One mechanism by which bacteria survive environmental stress is through the formation of bacterial persisters, a sub-population of genetically identical quiescent cells that exhibit multidrug tolerance and are highly enriched in bacterial toxins. Recently, the Escherichia coli gene mqsR (b3022) was identified as the gene most highly upregulated in persisters. Here, we report multiple individual and complex three-dimensional structures of MqsR and its antitoxin MqsA (B3021), which reveal that MqsR:MqsA form a novel toxin:antitoxin (TA) pair. MqsR adopts an α/β fold that is homologous with the RelE/YoeB family of bacterial ribonuclease toxins.

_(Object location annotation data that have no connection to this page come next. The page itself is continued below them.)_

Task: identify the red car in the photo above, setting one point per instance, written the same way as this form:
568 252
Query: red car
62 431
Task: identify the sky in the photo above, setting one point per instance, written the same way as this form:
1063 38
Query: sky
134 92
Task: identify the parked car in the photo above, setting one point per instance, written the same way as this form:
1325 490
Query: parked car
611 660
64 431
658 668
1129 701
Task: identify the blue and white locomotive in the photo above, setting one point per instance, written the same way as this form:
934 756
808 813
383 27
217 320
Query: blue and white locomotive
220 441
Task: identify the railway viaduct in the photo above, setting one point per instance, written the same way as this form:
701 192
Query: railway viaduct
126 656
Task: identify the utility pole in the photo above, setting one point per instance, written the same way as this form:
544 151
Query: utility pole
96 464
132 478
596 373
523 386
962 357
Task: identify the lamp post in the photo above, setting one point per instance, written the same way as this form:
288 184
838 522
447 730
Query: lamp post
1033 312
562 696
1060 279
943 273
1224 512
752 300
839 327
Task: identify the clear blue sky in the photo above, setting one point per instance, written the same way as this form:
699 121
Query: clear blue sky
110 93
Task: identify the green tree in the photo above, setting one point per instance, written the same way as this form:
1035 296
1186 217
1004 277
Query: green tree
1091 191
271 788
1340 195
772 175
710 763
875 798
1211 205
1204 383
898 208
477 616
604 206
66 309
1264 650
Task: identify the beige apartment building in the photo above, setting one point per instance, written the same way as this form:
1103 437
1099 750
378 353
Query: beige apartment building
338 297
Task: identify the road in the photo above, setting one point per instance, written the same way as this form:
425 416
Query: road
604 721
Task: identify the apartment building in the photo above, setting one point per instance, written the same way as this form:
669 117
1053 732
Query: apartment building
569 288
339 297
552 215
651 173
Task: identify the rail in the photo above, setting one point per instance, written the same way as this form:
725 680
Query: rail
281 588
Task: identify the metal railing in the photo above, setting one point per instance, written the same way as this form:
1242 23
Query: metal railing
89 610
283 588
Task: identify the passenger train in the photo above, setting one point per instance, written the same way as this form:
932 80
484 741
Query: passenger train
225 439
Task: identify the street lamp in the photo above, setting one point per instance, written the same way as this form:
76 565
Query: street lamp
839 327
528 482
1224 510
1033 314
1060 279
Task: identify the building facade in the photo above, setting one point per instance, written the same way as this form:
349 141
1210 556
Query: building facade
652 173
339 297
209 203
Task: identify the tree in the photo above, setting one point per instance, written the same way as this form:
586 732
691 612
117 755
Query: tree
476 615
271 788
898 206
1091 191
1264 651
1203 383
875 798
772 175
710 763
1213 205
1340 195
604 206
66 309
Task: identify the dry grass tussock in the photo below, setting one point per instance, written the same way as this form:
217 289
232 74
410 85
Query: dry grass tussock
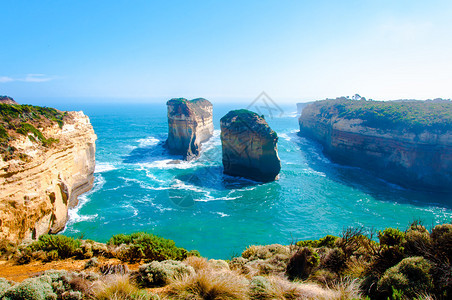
119 287
208 284
278 288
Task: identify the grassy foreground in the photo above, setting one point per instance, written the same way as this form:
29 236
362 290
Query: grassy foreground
389 264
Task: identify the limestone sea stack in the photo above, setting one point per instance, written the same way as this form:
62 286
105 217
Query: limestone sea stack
405 142
47 161
249 146
189 124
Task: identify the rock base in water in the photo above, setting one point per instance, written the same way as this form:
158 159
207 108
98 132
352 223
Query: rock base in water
249 146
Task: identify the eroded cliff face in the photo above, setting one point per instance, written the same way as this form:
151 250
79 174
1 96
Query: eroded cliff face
418 160
35 193
249 146
189 124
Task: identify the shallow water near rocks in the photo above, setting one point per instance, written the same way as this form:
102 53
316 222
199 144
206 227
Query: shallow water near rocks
139 187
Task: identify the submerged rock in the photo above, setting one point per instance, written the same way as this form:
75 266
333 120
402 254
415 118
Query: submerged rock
189 124
249 146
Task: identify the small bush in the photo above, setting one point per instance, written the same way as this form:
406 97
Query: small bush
266 288
391 237
4 285
324 277
93 262
147 246
411 275
302 263
264 252
418 241
218 264
32 289
64 246
327 241
250 251
118 287
442 240
335 260
197 263
161 273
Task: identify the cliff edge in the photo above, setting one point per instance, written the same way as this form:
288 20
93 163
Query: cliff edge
189 124
47 161
249 146
405 142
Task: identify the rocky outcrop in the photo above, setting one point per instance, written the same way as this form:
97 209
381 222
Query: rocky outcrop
189 125
249 146
418 158
7 100
36 191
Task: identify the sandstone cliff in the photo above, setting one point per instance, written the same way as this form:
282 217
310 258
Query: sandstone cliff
249 146
49 168
189 124
406 142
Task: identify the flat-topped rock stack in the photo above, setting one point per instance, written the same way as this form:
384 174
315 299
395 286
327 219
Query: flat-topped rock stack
249 146
189 125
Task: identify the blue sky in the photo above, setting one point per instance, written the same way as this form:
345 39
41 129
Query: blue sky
292 50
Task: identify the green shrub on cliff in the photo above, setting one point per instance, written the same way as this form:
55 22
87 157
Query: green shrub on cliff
161 273
32 288
409 115
327 241
24 119
147 246
411 276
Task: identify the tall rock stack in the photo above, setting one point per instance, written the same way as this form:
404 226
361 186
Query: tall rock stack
189 124
249 146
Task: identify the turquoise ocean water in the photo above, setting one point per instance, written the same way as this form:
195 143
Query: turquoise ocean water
139 187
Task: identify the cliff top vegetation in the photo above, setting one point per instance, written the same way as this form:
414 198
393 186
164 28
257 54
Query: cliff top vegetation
16 119
358 264
244 117
411 115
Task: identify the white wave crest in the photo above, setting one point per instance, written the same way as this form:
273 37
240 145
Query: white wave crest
169 164
149 141
104 167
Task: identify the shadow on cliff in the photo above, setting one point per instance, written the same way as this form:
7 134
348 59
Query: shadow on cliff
367 181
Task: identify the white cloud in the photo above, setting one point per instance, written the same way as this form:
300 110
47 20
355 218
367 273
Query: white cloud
405 30
4 79
37 78
28 78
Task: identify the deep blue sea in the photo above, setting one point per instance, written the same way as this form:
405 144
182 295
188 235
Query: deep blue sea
139 187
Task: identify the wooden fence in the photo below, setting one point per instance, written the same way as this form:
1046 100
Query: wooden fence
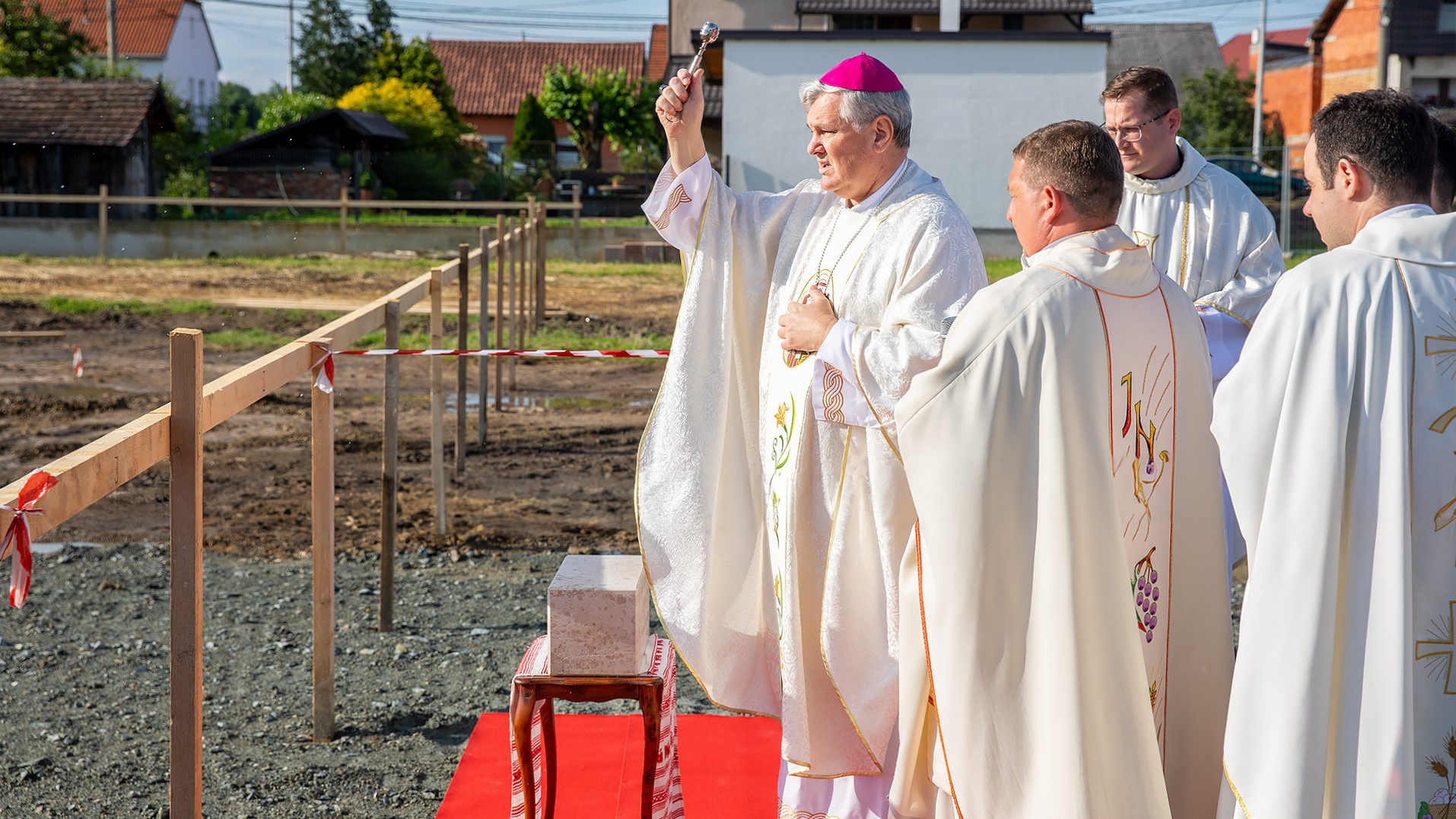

MqsA is an elongated dimer that neutralizes MqsR toxicity. As expected for a TA pair, MqsA binds its own promoter. Unexpectedly, it also binds the promoters of genes important for E. coli physiology (e.g., mcbR, spy). Unlike canonical antitoxins, MqsA is also structured throughout its entire sequence, binds zinc and coordinates DNA via its C- and not N-terminal domain. These studies reveal that TA systems, especially the antitoxins, are significantly more diverse than previously recognized and provide new insights into the role of toxins in maintaining the persister state.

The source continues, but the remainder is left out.